Day 1 - Part 1

Put your learning to the test with what you’ve covered so far.

A. General environment

I - General knowledge

G.1. What role does a workflow manager play in computational research??

Automating the execution of complex computational processes To manually execute each step of a computation Offering real-time and intuitive data analysis To minimize the reliance on specific software environments

B. Conda

For these exercises, make sure you have submitted a job to UCloud (resources set to 1 CPU and 1 hour). Unsure which command to use? Refer to the official Conda cheat sheet for guidance!

Warning

Is the hpc-lab environment not automatically activated? Restart the job following the instructions.
Double-check that your personal drive is properly mounted (e.g. ls). Can you see a directory with your name listed (e.g. NameSurname#XXXX)? Restart the job following the instructions.
If your session gets disconnected while completing exercise: Part 2 - Build your conda environment, you’ll need to (re)deactivate hpclab-env, activate your own environment, and navigate back to your working directory!

II - Understanding an existing environment

Type the answers with no white spaces!

C.1. What is the version of conda

C.2. List all environments available to you.
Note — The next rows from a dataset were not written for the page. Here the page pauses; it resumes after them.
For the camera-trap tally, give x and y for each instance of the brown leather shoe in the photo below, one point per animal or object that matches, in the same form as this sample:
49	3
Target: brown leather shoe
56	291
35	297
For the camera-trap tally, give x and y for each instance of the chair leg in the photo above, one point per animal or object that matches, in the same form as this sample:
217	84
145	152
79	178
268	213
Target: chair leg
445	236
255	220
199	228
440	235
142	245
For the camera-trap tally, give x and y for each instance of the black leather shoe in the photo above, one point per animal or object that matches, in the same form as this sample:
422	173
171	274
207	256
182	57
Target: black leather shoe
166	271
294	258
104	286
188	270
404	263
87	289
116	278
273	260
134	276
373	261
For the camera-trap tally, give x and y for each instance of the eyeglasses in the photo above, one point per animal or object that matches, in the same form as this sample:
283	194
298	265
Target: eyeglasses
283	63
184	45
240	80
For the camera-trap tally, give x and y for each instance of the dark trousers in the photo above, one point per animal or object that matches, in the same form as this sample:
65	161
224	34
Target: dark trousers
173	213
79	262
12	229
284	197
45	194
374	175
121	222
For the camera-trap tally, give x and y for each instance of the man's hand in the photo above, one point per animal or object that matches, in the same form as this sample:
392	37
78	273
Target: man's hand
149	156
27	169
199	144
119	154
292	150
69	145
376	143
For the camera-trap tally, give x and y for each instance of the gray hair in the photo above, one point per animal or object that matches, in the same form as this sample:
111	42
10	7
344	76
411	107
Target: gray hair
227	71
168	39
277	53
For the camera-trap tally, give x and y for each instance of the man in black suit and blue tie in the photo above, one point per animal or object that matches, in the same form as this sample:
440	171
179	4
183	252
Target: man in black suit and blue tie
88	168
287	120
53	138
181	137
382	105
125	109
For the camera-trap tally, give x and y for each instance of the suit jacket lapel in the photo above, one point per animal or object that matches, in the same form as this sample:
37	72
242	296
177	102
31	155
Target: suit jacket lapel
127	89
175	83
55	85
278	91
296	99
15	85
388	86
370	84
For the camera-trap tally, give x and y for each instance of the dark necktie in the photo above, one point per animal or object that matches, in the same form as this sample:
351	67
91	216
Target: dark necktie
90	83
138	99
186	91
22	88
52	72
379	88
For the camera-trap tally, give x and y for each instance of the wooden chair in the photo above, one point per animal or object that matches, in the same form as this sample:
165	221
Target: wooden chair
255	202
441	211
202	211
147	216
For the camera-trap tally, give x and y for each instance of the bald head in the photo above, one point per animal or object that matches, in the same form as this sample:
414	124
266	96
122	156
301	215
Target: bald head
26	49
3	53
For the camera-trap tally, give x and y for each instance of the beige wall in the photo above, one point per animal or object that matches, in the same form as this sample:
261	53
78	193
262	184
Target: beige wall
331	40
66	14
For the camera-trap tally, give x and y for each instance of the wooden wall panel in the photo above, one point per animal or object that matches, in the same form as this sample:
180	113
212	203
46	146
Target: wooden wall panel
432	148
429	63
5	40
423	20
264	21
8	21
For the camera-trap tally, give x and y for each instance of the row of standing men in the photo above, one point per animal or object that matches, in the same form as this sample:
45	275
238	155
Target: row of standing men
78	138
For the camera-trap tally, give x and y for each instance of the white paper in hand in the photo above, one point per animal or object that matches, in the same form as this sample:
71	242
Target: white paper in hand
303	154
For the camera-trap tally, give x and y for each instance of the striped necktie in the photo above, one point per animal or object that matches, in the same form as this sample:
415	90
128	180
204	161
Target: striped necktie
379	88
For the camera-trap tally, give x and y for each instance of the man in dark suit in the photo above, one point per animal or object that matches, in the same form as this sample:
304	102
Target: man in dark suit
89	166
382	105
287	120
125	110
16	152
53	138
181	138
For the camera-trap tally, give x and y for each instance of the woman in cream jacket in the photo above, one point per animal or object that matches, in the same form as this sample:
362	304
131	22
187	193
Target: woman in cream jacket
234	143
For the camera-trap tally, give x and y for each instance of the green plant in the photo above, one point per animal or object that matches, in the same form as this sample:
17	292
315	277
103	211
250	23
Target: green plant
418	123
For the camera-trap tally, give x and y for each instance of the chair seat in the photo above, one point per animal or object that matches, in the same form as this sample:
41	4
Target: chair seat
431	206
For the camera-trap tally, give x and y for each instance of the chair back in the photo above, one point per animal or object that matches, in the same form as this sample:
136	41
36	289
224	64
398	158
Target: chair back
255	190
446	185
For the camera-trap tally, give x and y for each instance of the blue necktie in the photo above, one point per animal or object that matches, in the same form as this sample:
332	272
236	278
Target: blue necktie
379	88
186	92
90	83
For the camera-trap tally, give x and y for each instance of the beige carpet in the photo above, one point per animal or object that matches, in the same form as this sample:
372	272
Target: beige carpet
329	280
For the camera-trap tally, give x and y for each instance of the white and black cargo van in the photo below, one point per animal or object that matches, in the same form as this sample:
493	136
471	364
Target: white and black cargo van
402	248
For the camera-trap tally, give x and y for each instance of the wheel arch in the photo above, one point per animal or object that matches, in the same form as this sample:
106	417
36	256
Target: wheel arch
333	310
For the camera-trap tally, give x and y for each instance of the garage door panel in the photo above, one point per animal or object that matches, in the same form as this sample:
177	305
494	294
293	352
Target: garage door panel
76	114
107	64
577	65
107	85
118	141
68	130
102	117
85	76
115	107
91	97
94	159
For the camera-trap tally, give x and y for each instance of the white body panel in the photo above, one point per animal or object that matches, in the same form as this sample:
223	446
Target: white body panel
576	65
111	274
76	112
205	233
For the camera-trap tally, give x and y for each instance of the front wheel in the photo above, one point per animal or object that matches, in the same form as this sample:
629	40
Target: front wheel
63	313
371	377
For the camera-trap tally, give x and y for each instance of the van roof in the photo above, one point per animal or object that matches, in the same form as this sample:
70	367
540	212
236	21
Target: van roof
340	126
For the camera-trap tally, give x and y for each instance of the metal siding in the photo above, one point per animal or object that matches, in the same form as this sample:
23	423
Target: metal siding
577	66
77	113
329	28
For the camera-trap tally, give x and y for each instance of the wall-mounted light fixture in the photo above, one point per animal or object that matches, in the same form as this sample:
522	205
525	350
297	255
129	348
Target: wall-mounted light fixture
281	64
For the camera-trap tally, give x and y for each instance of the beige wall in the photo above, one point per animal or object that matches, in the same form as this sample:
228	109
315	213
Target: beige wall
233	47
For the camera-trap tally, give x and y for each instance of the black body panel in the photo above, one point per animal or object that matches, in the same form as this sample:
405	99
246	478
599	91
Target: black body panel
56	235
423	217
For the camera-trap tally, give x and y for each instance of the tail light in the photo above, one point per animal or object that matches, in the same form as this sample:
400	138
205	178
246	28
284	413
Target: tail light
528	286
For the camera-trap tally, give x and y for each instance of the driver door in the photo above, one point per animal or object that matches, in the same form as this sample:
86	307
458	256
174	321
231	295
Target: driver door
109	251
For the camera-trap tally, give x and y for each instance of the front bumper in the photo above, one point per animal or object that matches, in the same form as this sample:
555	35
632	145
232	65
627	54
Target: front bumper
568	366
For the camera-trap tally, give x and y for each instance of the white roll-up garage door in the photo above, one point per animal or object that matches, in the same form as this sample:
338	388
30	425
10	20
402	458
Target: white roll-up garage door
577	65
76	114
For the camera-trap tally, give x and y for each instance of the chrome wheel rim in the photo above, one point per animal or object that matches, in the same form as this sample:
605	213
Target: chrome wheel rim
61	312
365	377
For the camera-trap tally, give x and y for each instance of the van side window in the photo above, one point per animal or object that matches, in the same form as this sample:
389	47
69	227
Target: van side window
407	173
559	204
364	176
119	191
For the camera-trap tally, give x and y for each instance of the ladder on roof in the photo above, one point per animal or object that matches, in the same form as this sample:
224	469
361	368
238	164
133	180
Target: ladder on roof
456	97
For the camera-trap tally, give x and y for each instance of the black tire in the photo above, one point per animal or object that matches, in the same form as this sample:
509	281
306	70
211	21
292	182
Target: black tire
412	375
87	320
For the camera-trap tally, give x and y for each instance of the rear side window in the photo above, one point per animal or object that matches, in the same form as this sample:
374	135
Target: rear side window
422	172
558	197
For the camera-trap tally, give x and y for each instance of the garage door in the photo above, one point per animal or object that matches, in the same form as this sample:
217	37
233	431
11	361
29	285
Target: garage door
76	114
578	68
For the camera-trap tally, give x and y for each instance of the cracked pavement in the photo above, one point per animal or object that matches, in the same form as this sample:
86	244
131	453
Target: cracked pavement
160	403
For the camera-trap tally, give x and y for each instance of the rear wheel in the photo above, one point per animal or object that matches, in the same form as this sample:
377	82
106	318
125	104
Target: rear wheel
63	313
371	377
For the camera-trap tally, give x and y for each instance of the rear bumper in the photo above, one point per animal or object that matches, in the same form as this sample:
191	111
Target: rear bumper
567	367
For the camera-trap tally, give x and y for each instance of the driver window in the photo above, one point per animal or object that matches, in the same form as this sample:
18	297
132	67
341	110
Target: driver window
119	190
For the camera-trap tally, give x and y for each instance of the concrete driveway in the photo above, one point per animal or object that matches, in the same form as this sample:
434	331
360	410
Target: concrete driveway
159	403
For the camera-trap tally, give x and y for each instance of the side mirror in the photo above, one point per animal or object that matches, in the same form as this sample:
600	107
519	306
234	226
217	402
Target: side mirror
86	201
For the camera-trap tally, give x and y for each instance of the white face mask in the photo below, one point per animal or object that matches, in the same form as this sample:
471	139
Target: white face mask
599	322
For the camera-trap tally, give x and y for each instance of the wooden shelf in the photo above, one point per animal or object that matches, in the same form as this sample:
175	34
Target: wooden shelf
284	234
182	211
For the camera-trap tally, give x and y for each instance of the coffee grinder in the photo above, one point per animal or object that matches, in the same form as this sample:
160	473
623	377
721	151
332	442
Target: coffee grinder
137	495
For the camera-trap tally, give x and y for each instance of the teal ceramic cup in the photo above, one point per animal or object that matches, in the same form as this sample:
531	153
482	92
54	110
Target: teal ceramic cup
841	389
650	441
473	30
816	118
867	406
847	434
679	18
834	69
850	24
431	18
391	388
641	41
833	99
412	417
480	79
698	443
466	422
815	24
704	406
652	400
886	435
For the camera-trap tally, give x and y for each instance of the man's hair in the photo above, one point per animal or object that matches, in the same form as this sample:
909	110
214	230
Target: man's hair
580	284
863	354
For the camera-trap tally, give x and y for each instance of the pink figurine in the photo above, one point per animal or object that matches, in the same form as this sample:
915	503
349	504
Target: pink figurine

What is the name of the active environment

C.3. Activate the hpclab-env environment

C.4. What is the version of the package cookiecutter (use a conda command)

C.5. How many packages are available?

C.6. Export the environment specifications and save it to your personal drive (e.g.<yourname-hpclab>.yml)

C.7. Deactivate the environment

Hint

conda info
conda env list ; conda info --envs
conda activate 
conda list cookiecutter
conda env export

Solution

C.1. conda info, v=24.9.2

C.2. conda env list, the active one will be indicated with an asterisk (*).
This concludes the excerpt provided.